Недели на две она приехала погостить к доктору Стронгу. Мистер Уикфилд был старым его другом, и доктор, желая ему добра, хотел с ним повидаться и поговорить. Когда Агнес последний раз была в Лондоне, она беседовала с доктором, и результатом их беседы был этот приезд мистера Уикфилда с дочерью. Я не очень удивился, узнав от нее, что ей поручено найти где-нибудь по соседству помещение для миссис Хип, которая, по ее словам, нуждалась из-за своего ревматизма в перемене климата и была бы рада сделать это, не лишаясь общества Агнес. Но был я также удивлен, когда на следующий день Урия, как заботливый сын, привез свою достойную мать, чтобы водворить ее на новом месте.
- Видите ли, мистер Копперфилд, - сказал он, присоединяясь, помимо моего желания, ко мне, когда я прогуливался по саду доктора, - если человек любит, он, знаете ли, немножко ревнив... во всяком случае, он хочет не спускать глаз с предмета своей любви...
- К кому же вы теперь ревнуете? - спросил я.
- В настоящее время благодаря вам, мистер Копперфилд, ни к одному определенному лицу... во всяком случае, ни к одному лицу мужского пола, ответил он.
- Вы хотите сказать, что ревнуете к лицу женского пола?
Он искоса взглянул на меня злыми красными глазами и усмехнулся.
- Право же, мистер Копперфилд... вы так искусны, что вытягиваете из меня все, как пробочником! Ну, что ж! Не буду от вас скрывать, - тут он положил свою руку, влажную и скользкую, как рыба, на мою, - я, в общем, не дамский угодник, сэр, и никогда не угождал миссис Стронг.
Хитро и гнусно он посмотрел на меня, и теперь глаза его казались зелеными.
- Что вы хотите сказать? - спросил я.
- Хоть я и юрист, мистер Копперфилд, но я хочу сказать только то, что сказал, - ответил он, язвительно ухмыляясь.
- А что означает этот ваш взгляд? - спокойно спросил я.
- Мой взгляд? Боже мой, Копперфилд, как вы проницательны! Что означает мой взгляд?
- Вот именно, ваш взгляд.
Казалось, это его очень позабавило, и он искренне рассмеялся насколько вообще он мог искренне смеяться. Поскребши рукой подбородок, он продолжал, опустив глаза, - очень медленно и не отнимая руки от подбородка:
- Когда я еще был смиренным, ничтожным клерком, она всегда смотрела на меня сверху вниз. Она всегда хотела привлечь в свой дом мою Агнес, а к вам, мистер Копперфилд, всегда была дружески расположена. Меня же она не замечала, я был слишком ничтожен для нее...
- Предположим, что это так.
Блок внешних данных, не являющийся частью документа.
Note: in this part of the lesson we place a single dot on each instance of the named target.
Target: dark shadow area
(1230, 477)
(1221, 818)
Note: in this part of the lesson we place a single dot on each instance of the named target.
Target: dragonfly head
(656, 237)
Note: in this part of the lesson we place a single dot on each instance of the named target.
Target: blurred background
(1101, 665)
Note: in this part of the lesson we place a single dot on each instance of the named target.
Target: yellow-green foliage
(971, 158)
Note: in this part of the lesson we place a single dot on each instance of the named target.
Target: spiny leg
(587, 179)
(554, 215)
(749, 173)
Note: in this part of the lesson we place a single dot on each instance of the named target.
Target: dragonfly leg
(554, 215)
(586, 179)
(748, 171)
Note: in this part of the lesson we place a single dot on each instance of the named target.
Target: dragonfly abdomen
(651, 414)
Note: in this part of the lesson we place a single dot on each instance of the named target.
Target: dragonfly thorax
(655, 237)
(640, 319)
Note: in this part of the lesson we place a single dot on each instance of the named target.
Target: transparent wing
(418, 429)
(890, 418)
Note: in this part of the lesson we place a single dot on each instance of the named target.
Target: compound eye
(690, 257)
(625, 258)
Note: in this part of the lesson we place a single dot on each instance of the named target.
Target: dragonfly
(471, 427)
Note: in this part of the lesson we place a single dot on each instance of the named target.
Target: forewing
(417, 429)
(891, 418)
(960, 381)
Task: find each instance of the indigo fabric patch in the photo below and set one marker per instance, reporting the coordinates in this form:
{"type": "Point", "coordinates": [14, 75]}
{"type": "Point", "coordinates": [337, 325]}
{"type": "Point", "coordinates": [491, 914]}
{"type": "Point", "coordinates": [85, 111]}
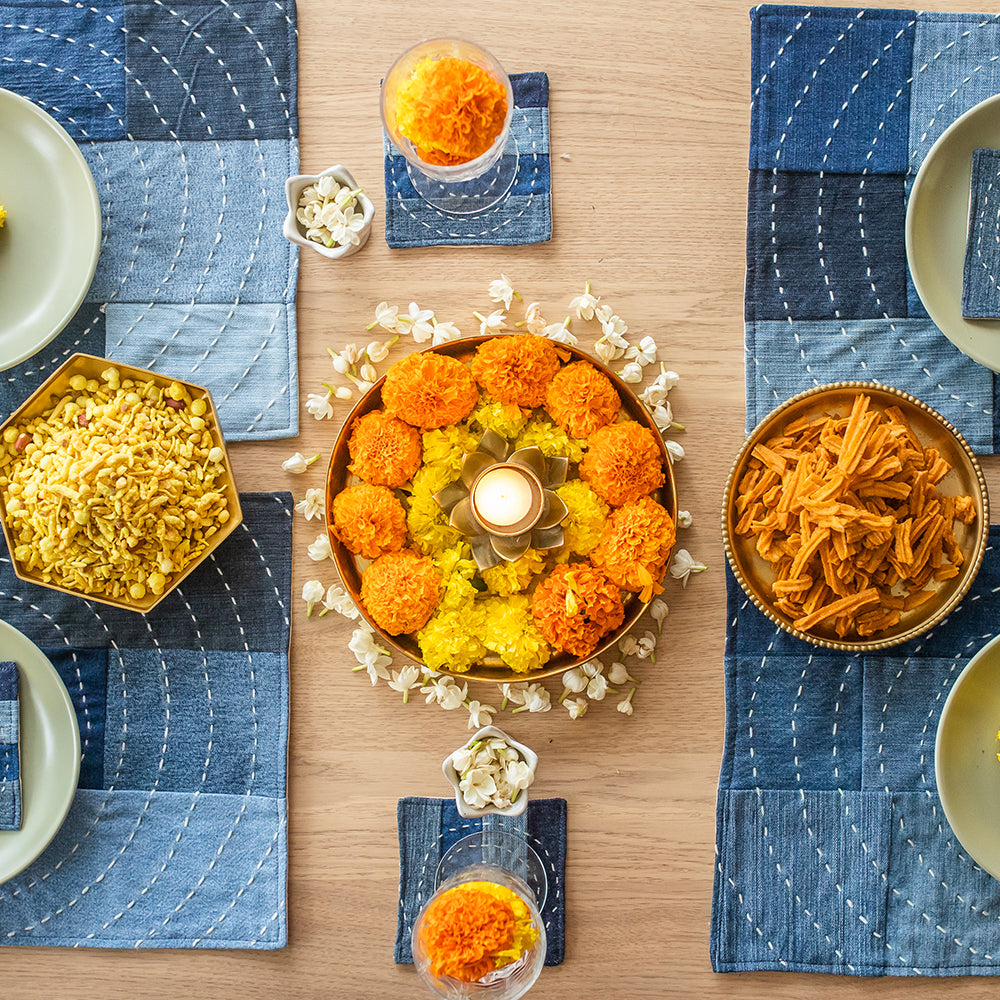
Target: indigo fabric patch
{"type": "Point", "coordinates": [187, 116]}
{"type": "Point", "coordinates": [831, 840]}
{"type": "Point", "coordinates": [981, 274]}
{"type": "Point", "coordinates": [10, 760]}
{"type": "Point", "coordinates": [523, 216]}
{"type": "Point", "coordinates": [846, 104]}
{"type": "Point", "coordinates": [428, 827]}
{"type": "Point", "coordinates": [181, 812]}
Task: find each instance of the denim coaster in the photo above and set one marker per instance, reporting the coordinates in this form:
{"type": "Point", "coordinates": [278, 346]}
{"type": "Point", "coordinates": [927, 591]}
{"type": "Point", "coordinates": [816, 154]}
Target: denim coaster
{"type": "Point", "coordinates": [10, 766]}
{"type": "Point", "coordinates": [981, 275]}
{"type": "Point", "coordinates": [428, 827]}
{"type": "Point", "coordinates": [523, 216]}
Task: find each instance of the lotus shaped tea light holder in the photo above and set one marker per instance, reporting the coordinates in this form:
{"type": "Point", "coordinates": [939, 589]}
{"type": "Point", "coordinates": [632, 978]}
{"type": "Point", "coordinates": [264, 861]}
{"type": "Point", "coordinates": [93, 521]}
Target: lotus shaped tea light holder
{"type": "Point", "coordinates": [504, 503]}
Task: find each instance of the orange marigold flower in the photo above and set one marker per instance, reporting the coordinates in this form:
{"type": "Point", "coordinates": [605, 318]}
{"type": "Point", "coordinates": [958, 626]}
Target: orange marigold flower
{"type": "Point", "coordinates": [429, 390]}
{"type": "Point", "coordinates": [635, 545]}
{"type": "Point", "coordinates": [451, 110]}
{"type": "Point", "coordinates": [575, 606]}
{"type": "Point", "coordinates": [385, 451]}
{"type": "Point", "coordinates": [622, 463]}
{"type": "Point", "coordinates": [516, 369]}
{"type": "Point", "coordinates": [369, 520]}
{"type": "Point", "coordinates": [400, 591]}
{"type": "Point", "coordinates": [581, 400]}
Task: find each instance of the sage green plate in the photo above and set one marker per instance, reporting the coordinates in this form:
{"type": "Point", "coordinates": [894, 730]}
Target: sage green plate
{"type": "Point", "coordinates": [52, 237]}
{"type": "Point", "coordinates": [937, 224]}
{"type": "Point", "coordinates": [49, 752]}
{"type": "Point", "coordinates": [965, 757]}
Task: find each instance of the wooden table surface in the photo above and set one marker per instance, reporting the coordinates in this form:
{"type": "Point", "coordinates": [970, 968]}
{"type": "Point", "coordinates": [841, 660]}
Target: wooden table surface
{"type": "Point", "coordinates": [649, 134]}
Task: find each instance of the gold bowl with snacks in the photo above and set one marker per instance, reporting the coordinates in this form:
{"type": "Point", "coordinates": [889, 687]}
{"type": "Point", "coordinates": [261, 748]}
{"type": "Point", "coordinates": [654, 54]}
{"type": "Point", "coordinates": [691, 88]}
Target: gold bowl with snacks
{"type": "Point", "coordinates": [855, 516]}
{"type": "Point", "coordinates": [114, 483]}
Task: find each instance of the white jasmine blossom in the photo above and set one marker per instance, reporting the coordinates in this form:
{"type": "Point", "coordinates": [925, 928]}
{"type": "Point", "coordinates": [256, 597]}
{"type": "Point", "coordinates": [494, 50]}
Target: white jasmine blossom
{"type": "Point", "coordinates": [319, 406]}
{"type": "Point", "coordinates": [312, 504]}
{"type": "Point", "coordinates": [683, 565]}
{"type": "Point", "coordinates": [502, 290]}
{"type": "Point", "coordinates": [312, 591]}
{"type": "Point", "coordinates": [298, 463]}
{"type": "Point", "coordinates": [319, 549]}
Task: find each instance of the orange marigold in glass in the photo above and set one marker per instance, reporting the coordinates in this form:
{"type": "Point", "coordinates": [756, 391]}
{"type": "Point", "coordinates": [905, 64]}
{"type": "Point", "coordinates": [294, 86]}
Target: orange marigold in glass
{"type": "Point", "coordinates": [385, 451]}
{"type": "Point", "coordinates": [451, 110]}
{"type": "Point", "coordinates": [516, 369]}
{"type": "Point", "coordinates": [635, 545]}
{"type": "Point", "coordinates": [622, 463]}
{"type": "Point", "coordinates": [400, 590]}
{"type": "Point", "coordinates": [575, 606]}
{"type": "Point", "coordinates": [369, 520]}
{"type": "Point", "coordinates": [582, 400]}
{"type": "Point", "coordinates": [429, 390]}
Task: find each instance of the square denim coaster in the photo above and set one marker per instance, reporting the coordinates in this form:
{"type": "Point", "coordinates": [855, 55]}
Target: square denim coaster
{"type": "Point", "coordinates": [981, 275]}
{"type": "Point", "coordinates": [428, 827]}
{"type": "Point", "coordinates": [523, 216]}
{"type": "Point", "coordinates": [10, 772]}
Дальше? - сказал я.
- И для него также, - раздельно продолжал Урия, о чем-то размышляя и все еще поскребывая подбородок.
- Неужели вы не знаете доктора и полагаете, что он помнит о вашем существовании, если вас нет перед его глазами? - спросил я.
Снова он посмотрел на меня искоса, втянул щеки, чтобы удобней было скрести подбородок, и ответил.
- О! Я говорю не о докторе. О нет! Не об этом бедняге. Я имею в виду мистера Мелдона.
Сердце у меня замерло. Все прежние мои сомнения н подозрения, думы о мирной, счастливой жизни доктора, размышления о невинности и предосудительном поведении, клубок которых я не мог распутать, нахлынули на меня по милости этого кривляющегося субъекта.
- Когда он появлялся у нас в конторе, он всегда приказывал мне выйти, сказал Урия. - Вот он каков, этот безупречный джентльмен! А я был очень покорным и смиренным. Таков я и теперь. Но мне это было не по вкусу и теперь не по вкусу!
Он перестал скрести подбородок, не переставая искоса глядеть на меня, и втянул щеки так, что казалось, они должны были соприкоснуться во рту.